Distributed Inference and Serving#
vLLM supports distributed tensor-parallel inference and serving. Currently, we support Megatron-LM’s tensor parallel algorithm. We manage the distributed runtime with either Ray or python native multiprocessing. Multiprocessing can be used when deploying on a single node, multi-node inferencing currently requires Ray.
Multiprocessing will be used by default when not running in a Ray placement group and if there are sufficient GPUs available on the same node for the configured tensor_parallel_size, otherwise Ray will be used. This default can be overridden via the LLM class distributed-executor-backend argument or --distributed-executor-backend API server argument. Set it to mp for multiprocessing or ray for Ray. It’s not required for Ray to be installed for the multiprocessing case.
To run multi-GPU inference with the LLM class, set the tensor_parallel_size argument to the number of GPUs you want to use. For example, to run inference on 4 GPUs:
from vllm import LLM
llm = LLM("facebook/opt-13b", tensor_parallel_size=4)
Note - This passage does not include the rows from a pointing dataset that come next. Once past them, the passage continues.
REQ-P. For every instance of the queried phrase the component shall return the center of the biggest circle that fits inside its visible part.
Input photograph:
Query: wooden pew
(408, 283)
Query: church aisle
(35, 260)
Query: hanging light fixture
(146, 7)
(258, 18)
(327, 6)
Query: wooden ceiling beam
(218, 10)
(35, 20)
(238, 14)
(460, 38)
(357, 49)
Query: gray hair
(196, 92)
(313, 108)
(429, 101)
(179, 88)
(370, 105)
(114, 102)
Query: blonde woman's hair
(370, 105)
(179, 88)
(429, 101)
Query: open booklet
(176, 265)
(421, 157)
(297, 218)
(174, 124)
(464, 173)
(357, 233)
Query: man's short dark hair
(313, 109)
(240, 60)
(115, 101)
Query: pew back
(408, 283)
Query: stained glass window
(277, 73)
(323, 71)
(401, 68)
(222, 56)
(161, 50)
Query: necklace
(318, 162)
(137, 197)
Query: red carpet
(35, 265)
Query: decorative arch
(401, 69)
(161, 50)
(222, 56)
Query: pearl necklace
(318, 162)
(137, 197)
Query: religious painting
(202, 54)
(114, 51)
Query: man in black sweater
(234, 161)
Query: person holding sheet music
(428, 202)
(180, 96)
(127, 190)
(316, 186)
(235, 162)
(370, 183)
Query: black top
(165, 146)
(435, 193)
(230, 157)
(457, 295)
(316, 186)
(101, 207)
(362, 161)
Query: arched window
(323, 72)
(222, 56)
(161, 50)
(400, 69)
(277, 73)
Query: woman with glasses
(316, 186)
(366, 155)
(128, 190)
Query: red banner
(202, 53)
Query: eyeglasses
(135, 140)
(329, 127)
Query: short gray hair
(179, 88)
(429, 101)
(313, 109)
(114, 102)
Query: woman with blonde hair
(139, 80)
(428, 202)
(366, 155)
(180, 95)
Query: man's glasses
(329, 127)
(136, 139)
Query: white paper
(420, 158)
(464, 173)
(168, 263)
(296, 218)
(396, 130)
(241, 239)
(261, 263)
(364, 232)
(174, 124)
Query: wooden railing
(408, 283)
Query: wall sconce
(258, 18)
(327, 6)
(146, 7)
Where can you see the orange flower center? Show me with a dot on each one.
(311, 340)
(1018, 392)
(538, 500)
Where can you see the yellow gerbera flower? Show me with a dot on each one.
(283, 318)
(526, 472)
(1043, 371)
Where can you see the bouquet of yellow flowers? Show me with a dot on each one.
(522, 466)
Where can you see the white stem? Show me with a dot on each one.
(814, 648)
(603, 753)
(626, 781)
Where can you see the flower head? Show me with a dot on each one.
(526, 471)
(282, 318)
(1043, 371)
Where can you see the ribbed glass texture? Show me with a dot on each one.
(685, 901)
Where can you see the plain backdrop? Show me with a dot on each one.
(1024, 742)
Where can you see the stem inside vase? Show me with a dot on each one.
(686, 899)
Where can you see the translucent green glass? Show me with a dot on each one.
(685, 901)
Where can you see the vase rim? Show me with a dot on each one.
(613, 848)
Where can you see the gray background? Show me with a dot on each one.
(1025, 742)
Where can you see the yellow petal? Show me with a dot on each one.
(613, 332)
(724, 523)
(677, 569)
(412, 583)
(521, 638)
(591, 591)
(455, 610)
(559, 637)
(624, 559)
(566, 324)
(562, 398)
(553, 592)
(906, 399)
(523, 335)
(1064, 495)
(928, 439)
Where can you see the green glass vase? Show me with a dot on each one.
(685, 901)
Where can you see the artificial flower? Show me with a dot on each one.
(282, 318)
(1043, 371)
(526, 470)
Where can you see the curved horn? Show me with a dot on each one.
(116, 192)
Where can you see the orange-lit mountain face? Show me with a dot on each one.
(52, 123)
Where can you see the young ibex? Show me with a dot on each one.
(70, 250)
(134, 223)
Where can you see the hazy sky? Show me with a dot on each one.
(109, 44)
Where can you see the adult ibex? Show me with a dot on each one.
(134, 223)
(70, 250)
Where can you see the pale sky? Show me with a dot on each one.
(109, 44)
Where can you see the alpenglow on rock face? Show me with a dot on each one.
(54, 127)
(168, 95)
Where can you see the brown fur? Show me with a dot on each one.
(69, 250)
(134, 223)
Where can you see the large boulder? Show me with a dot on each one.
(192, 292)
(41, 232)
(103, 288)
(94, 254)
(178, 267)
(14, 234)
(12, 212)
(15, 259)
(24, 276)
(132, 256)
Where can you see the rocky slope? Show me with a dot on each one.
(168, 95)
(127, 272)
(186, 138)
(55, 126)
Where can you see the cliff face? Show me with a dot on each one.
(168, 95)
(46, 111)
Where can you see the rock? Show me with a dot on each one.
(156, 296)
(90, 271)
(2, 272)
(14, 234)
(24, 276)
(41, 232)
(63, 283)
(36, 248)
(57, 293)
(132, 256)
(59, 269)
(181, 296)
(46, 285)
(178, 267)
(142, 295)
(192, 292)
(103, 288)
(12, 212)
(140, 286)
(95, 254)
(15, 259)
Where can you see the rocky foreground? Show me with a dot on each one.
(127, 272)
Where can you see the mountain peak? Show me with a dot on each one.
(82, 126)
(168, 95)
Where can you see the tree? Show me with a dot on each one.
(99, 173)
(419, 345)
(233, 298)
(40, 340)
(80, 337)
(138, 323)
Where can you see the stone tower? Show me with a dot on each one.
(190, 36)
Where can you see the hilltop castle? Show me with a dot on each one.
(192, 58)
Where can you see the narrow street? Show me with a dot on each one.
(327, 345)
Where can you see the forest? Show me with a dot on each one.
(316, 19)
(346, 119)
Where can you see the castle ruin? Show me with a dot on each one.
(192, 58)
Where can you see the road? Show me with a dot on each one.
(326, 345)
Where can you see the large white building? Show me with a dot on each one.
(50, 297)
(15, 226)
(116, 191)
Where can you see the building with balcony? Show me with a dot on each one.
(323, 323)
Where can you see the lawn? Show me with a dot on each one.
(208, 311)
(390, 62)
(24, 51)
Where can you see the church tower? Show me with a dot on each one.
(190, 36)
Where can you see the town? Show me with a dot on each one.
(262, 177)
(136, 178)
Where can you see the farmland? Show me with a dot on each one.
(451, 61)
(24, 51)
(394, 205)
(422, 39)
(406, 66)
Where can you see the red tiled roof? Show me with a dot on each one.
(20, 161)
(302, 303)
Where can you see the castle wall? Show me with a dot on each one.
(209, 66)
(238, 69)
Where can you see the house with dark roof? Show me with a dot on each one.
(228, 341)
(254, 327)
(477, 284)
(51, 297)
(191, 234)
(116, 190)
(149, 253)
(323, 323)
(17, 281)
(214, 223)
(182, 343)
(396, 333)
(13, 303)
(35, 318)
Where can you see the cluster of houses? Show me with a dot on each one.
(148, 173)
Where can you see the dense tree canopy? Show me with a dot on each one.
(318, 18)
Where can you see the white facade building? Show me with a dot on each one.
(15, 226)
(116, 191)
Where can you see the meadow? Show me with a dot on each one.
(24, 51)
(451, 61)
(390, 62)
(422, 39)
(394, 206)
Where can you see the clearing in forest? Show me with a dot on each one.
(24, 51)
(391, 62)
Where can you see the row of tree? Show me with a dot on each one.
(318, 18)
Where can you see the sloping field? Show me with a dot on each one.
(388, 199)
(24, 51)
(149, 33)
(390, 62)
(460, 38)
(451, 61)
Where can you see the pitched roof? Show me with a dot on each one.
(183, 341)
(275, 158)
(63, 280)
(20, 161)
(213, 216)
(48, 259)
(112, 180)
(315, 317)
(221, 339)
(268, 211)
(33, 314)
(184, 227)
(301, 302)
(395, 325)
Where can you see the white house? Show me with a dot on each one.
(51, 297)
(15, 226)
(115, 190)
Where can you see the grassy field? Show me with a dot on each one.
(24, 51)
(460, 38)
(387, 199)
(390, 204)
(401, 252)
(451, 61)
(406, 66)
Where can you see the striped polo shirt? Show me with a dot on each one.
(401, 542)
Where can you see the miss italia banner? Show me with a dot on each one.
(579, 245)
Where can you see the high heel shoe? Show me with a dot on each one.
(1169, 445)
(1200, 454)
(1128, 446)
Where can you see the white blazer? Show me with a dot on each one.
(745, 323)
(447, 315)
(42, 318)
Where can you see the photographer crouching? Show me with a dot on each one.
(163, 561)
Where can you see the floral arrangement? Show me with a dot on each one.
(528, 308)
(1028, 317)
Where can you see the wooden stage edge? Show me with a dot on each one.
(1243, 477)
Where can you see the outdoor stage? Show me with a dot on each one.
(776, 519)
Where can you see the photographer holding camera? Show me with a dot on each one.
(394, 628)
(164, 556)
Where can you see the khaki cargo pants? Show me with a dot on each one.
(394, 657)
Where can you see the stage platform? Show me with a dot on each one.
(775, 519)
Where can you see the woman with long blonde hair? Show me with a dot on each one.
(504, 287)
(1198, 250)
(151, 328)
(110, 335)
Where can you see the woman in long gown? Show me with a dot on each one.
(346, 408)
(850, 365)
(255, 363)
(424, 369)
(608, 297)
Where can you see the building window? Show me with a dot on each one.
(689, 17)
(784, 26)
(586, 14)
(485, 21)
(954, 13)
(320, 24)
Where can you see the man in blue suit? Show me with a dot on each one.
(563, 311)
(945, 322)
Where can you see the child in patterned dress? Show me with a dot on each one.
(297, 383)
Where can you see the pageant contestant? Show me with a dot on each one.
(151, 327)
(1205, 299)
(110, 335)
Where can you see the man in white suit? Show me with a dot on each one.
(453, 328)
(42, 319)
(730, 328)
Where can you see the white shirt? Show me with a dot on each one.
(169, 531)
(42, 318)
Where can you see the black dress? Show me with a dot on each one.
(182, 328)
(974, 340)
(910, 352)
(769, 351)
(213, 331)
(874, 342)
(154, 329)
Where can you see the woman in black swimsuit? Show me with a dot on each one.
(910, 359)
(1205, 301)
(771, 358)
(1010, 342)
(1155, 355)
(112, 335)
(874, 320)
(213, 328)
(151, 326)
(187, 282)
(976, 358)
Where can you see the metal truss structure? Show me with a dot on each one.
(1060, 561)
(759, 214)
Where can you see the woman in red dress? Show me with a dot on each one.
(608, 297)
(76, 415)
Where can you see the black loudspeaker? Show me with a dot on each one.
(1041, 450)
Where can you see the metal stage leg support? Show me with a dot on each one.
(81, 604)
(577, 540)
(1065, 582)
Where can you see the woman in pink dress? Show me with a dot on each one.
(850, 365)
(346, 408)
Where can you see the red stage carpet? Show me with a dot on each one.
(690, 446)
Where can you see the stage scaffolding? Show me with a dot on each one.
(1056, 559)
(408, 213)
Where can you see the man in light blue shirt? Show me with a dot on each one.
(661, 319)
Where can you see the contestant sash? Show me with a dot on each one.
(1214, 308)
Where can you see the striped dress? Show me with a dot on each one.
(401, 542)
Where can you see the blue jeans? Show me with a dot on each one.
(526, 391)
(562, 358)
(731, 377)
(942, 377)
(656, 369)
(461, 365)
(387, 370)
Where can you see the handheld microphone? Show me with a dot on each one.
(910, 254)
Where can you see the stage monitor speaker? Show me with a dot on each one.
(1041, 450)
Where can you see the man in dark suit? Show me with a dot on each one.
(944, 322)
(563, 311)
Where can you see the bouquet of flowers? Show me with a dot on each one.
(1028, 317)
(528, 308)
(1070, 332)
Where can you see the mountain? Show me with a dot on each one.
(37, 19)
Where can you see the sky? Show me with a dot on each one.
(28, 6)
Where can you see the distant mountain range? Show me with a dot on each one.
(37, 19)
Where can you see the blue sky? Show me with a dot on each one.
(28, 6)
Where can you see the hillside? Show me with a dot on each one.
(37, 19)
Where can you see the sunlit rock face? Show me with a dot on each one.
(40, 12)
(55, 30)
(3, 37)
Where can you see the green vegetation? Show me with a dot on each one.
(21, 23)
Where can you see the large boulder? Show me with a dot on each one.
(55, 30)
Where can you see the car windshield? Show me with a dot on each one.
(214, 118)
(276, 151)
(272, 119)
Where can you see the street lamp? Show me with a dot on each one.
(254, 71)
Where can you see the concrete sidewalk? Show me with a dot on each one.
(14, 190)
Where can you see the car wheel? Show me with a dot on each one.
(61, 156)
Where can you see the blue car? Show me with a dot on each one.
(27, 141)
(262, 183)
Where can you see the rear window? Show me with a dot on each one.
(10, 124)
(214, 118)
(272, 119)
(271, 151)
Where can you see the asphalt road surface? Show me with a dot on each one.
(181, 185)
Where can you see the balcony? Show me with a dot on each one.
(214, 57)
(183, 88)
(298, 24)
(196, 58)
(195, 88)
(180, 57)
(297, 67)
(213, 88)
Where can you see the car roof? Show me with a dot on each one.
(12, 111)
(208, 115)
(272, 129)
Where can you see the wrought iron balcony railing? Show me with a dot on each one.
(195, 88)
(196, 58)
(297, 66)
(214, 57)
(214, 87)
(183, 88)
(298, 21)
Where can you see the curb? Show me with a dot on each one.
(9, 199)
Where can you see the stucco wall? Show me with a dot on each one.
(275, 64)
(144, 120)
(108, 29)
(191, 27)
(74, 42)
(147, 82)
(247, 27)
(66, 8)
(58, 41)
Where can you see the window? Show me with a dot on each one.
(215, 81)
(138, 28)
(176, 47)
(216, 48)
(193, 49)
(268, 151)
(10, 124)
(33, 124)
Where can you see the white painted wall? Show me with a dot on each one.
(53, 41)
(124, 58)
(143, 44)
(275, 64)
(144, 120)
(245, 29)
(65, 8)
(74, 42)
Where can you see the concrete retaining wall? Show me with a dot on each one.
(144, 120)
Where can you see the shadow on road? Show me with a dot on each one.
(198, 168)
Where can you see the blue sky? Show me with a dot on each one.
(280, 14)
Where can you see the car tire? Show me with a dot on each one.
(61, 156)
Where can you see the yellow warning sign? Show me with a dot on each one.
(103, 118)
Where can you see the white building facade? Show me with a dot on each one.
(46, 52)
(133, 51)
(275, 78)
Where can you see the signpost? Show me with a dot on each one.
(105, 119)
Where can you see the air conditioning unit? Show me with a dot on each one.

output = llm.generate("San Franciso is a")
To run multi-GPU serving, pass in the --tensor-parallel-size argument when starting the server. For example, to run API server on 4 GPUs:
$ python -m vllm.entrypoints.openai.api_server \
$ --model facebook/opt-13b \
$ --tensor-parallel-size 4
To scale vLLM beyond a single machine, install and start a Ray runtime via CLI before running vLLM:
$ pip install ray
$ # On head node
$ ray start --head
$ # On worker nodes
$ ray start --address=<ray-head-address>
After that, you can run inference and serving on multiple machines by launching the vLLM process on the head node by setting tensor_parallel_size to the number of GPUs to be the total number of GPUs across all machines.
Warning
Please make sure you downloaded the model to all the nodes, or the model is downloaded to some distributed file system that is accessible by all nodes.